First, save the secret once (from a Python session, or via the Prefect UI):
from prefect.blocks.system import Secret
Secret(value="ema_XXXXXXXX").save("arraylake-token")
Then load it inside your flow and pass it to the Arraylake client. Setting the environment variable in-process keeps al.Client() working without any extra configuration:
import os
from prefect import flow, task
from prefect.blocks.system import Secret
import arraylake as al
@task
def write_data():
import zarr
client = al.Client()
repo = client.get_or_create_repo("earthmover/prefect_example")
session = repo.writable_session("main")
zarr.create_array(
session.store, name="foo/data", shape=100, chunks=10, dtype="f4", fill_value=0,
)
return session.commit("created array via Prefect")
@flow
def ingest():
token = Secret.load("arraylake-token")
os.environ["ARRAYLAKE_TOKEN"] = token.get()
commit_id = write_data()
print(f"committed {commit_id}")
if __name__ == "__main__":
ingest()
Deployments and work pools
Arraylake access: Pass ARRAYLAKE_TOKEN through the deployment's job_variables.env.
To run flows on a schedule or trigger them via the API, you package them as a deployment that executes on a work pool (Docker, Kubernetes, a process pool, etc.). Environment variables for the flow-run infrastructure are set with job_variables, so this is where you supply your Arraylake token.
Using the .deploy() method—reading the token from your local environment so it isn't hard-coded:
import os
from my_flow import seasonal_averages
if __name__ == "__main__":
seasonal_averages.from_source(
source="https://github.com/my-org/my-pipelines.git",
entrypoint="flows/seasonal.py:seasonal_averages",
).deploy(
name="seasonal-averages",
work_pool_name="my-k8s-pool",
job_variables={
"env": {"ARRAYLAKE_TOKEN": os.environ["ARRAYLAKE_TOKEN"]},
},
)
Or declaratively in prefect.yaml:
deployments:
- name: seasonal-averages
entrypoint: flows/seasonal.py:seasonal_averages
work_pool:
name: my-k8s-pool
job_variables:
env:
ARRAYLAKE_TOKEN: "{{ $ARRAYLAKE_TOKEN }}"
For a more secure setup, combine this with a Secret block (see the Secret blocks tab) and load the token inside the flow instead of injecting it as a plain environment variable.
Parallelism with Dask
Arraylake access: Set the ARRAYLAKE_TOKEN environment variable on each Dask worker.
Prefect can fan tasks out across a Dask cluster using the prefect-dask integration. Assign a DaskTaskRunner to your flow and use .submit() to schedule tasks for parallel execution. Install it with pip install prefect-dask.
Make sure ARRAYLAKE_TOKEN is set in the environment of each Dask worker (for example, via the cluster's worker environment, or a Coiled cluster's environ) so that al.Client() can authenticate on the workers.

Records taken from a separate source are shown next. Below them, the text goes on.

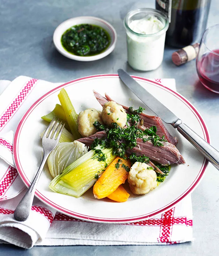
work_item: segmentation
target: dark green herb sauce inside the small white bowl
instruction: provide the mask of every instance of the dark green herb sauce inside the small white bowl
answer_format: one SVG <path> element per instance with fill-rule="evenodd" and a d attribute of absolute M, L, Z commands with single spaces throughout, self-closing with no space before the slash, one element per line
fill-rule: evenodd
<path fill-rule="evenodd" d="M 110 35 L 105 29 L 91 24 L 75 25 L 61 37 L 65 50 L 77 56 L 97 55 L 104 52 L 110 42 Z"/>

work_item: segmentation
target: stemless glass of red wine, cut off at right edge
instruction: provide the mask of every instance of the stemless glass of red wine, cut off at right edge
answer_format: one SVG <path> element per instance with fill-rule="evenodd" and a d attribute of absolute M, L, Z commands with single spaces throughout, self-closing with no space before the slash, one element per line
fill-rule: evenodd
<path fill-rule="evenodd" d="M 196 58 L 196 69 L 202 84 L 219 93 L 219 24 L 205 30 Z"/>

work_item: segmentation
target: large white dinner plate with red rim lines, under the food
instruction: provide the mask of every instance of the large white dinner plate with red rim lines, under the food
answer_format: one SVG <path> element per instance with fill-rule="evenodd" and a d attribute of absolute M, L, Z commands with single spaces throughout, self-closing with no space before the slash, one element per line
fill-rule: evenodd
<path fill-rule="evenodd" d="M 206 141 L 209 134 L 198 111 L 184 97 L 156 82 L 133 76 L 143 87 L 166 105 L 176 116 L 180 117 L 192 130 Z M 79 113 L 86 108 L 101 110 L 93 96 L 92 90 L 104 95 L 107 92 L 115 101 L 135 108 L 142 106 L 145 113 L 152 112 L 122 84 L 118 75 L 94 75 L 76 79 L 48 92 L 35 102 L 22 118 L 14 138 L 14 159 L 17 171 L 23 182 L 29 186 L 41 162 L 41 141 L 39 134 L 45 129 L 41 116 L 50 112 L 59 103 L 58 93 L 65 88 Z M 54 193 L 48 189 L 52 180 L 45 168 L 37 185 L 36 196 L 45 204 L 69 216 L 95 222 L 134 222 L 144 220 L 157 213 L 166 211 L 190 193 L 201 180 L 207 166 L 207 160 L 177 130 L 167 126 L 169 132 L 179 140 L 178 149 L 186 164 L 172 166 L 169 176 L 158 188 L 145 196 L 134 196 L 125 203 L 112 202 L 109 199 L 98 200 L 87 191 L 80 198 Z"/>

from prefect import flow, task
from prefect_dask import DaskTaskRunner
import arraylake as al
@task
def write_chunk(i: int):
import zarr
client = al.Client()
repo = client.get_or_create_repo("earthmover/prefect_example")
session = repo.writable_session("main")
arr = zarr.open_array(session.store, path="foo/data", mode="r+")
arr[i] = i
return session.commit(f"wrote chunk {i}")
@flow(task_runner=DaskTaskRunner())
def parallel_writes():
futures = [write_chunk.submit(i) for i in range(10)]
return [f.result() for f in futures]
if __name__ == "__main__":
parallel_writes()
To run on an existing cluster instead of a temporary local one, pass its scheduler address:
@flow(task_runner=DaskTaskRunner(address="tcp://my-scheduler:8786"))
def parallel_writes():
...
Concurrent writers should coordinate their commits—see the Arraylake and Icechunk docs on conflict resolution and distributed writes before having many workers commit to the same branch.